ASL3-Ecolink asterisk Crashing

At 3PM and 5PM we have or host a net 30 to 60 nodes plus. We had echolink on the cloud nodes. This is going on with a few nodes so its not isolated. Rebuilt the nodes by 2 different people. My next experiment was to put echolink on the home node. I connected to echolink during the 5 pm net and watched asterisk crash on supermon. Again this has happend on other cloud hubs. I had connected off and on over the last two days. Not a problem till lots of nodes. This was a fresh build too. I spun up an asl2.0 last night but haven't put it online or moved ecolink as of yet. My cloud hub is 4 core with 6 gigs of ram. Home node is a wyse 3040 with a sa818 usb.

New users cant upload. The asterisk log is long. This makes it more interesting.

Dave
N3DMC

I adjusted your account so you should be able to upload. Are you asking a question about ASL2 or ASL3? There has been a ton of work around chan_echolink in ASL3 and many people are running it successfully with large user bases without issue.

This is asl3. Hub and home nodes. This is the asterisk log of the echolink connection during the net. I tried a couple of times and had to stop. This log is off of the home node 512950

I understand all the work. Thank you for everything done on asl3 and echolink. Its a great improvement. Let me know if you need more logs or suggestions.

Asterisk log .pdf (231.3 KB)

Have you run updates recently? Your log is reporting a very old bug that was fixed a long time ago.

root@node512950:~# apt update && apt upgrade -y
Hit:1 Index of /debian bookworm InRelease
Get:2 Index of /debian bookworm-updates InRelease [55.4 kB]
Get:3 Index of /debian/bookworm/ bookworm InRelease [36.9 kB]
Get:4 Index of /debian-security bookworm-security InRelease [48.0 kB]
Hit:5 Index of /DVSwitch_Repository bookworm InRelease
Hit:6 Index of /public/ bookworm InRelease
Get:7 Index of /debian-security bookworm-security/main Sources [152 kB]
Fetched 292 kB in 3s (109 kB/s)
Reading package lists... Done
Building dependency tree... Done
Reading state information... Done
All packages are up to date.
Reading package lists... Done
Building dependency tree... Done
Reading state information... Done
Calculating upgrade... Done
The following packages were automatically installed and are no longer required:
libnl-3-200 libnl-genl-3-200 libnl-route-3-200
Use 'apt autoremove' to remove them.
0 upgraded, 0 newly installed, 0 to remove and 0 not upgraded.

root@node512950:~# sudo apt update
sudo apt upgrade -y
Hit:1 Index of /debian-security bookworm-security InRelease
Get:2 Index of /debian/bookworm/ bookworm InRelease [36.9 kB]
Hit:3 Index of /debian bookworm InRelease
Hit:4 Index of /debian bookworm-updates InRelease
Hit:5 Index of /DVSwitch_Repository bookworm InRelease
Hit:6 Index of /public/ bookworm InRelease
Fetched 36.9 kB in 2s (15.8 kB/s)
Reading package lists... Done
Building dependency tree... Done
Reading state information... Done
All packages are up to date.
Reading package lists... Done
Building dependency tree... Done
Reading state information... Done
Calculating upgrade... Done
The following packages were automatically installed and are no longer required:
libnl-3-200 libnl-genl-3-200 libnl-route-3-200
Use 'sudo apt autoremove' to remove them.
0 upgraded, 0 newly installed, 0 to remove and 0 not upgraded.

#6 was allstar

It looks like your have more than just a standard node since you installed DVSwitch. Does this behavior exist on a standard Pi Appliance with a basic node configuration and an Echolink channel defined? That error you're seeing is usually generated by a mis-configured special-integration to IAX2 or PJSIP that is "working but not really working".

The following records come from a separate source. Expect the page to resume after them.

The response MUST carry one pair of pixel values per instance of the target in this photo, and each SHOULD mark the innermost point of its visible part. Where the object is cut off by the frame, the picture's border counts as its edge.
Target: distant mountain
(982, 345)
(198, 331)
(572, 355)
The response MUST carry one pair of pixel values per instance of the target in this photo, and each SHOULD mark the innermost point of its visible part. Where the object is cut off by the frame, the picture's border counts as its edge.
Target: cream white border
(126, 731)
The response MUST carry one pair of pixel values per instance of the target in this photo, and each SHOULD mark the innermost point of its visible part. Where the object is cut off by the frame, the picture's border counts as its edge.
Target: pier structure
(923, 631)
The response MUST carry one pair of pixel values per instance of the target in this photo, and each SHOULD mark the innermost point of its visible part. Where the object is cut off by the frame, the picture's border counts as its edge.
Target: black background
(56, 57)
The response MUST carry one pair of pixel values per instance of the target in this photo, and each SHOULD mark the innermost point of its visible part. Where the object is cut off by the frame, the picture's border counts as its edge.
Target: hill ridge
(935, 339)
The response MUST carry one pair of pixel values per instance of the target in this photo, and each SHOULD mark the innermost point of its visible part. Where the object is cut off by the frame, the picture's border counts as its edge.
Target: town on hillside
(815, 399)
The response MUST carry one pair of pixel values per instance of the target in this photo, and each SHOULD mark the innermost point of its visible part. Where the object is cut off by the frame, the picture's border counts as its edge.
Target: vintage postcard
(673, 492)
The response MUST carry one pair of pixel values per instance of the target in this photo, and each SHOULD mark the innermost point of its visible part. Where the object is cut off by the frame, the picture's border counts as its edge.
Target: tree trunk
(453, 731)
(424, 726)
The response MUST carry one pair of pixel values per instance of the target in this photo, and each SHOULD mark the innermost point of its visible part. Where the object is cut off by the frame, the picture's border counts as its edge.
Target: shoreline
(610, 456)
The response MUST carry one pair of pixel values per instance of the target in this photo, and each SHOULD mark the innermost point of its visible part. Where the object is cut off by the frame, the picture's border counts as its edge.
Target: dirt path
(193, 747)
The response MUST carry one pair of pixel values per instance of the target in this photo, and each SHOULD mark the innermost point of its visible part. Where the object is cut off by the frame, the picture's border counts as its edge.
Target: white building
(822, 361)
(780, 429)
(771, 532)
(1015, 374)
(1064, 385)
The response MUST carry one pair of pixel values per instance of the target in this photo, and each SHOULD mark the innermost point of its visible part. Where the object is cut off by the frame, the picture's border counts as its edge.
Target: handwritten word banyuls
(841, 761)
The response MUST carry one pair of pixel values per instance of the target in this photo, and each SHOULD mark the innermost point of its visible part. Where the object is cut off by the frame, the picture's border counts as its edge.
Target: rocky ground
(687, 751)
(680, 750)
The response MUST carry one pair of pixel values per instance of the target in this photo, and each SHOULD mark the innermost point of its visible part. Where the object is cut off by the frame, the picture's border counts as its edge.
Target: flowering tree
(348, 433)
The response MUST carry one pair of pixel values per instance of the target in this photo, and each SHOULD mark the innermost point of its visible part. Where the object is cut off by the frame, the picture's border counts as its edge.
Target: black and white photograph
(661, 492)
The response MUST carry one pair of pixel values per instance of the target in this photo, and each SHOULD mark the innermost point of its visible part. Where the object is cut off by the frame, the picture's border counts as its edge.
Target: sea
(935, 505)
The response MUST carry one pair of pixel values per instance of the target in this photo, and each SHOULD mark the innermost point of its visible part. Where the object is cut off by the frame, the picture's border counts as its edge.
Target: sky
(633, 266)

Hey Jason, understanding why you asked if it's a standard node, and just as an "aside"...

I saw an oddball crash under some load of "something" this week but I haven't dug in the logs yet... and yes, it was on an ASL3 node with DVSwitch installed... latest code on all...

I'll see if I can do some log digging... I was away from the house when it did it... Net going on, probably 3-5 users (couldn't look at the time, rural/bad cellular) via EchoLink, no AllStar Link users, and the one local USRP link to DVSwitch doing BM/DMR and ASL handling a link radio via simpleusb... pi 4...

How the crash acted was: Users were chatting away both from DMR and the radio side during the net... "something" crashed hard (I know I know, useless without logs!)... and both EchoLink audio quit and the DMR link went silent while radio traffic on analog side continued (where the majority of this Net's users are)... but then VERY interestingly ALL recovered completely in about 1.5 minute's time... while I was attempting to log in to my stuff remotely from one bar of beautiful Verizon LTE in rural America... gave up and hurried thru my rural neighborhood to try to look... hahaha...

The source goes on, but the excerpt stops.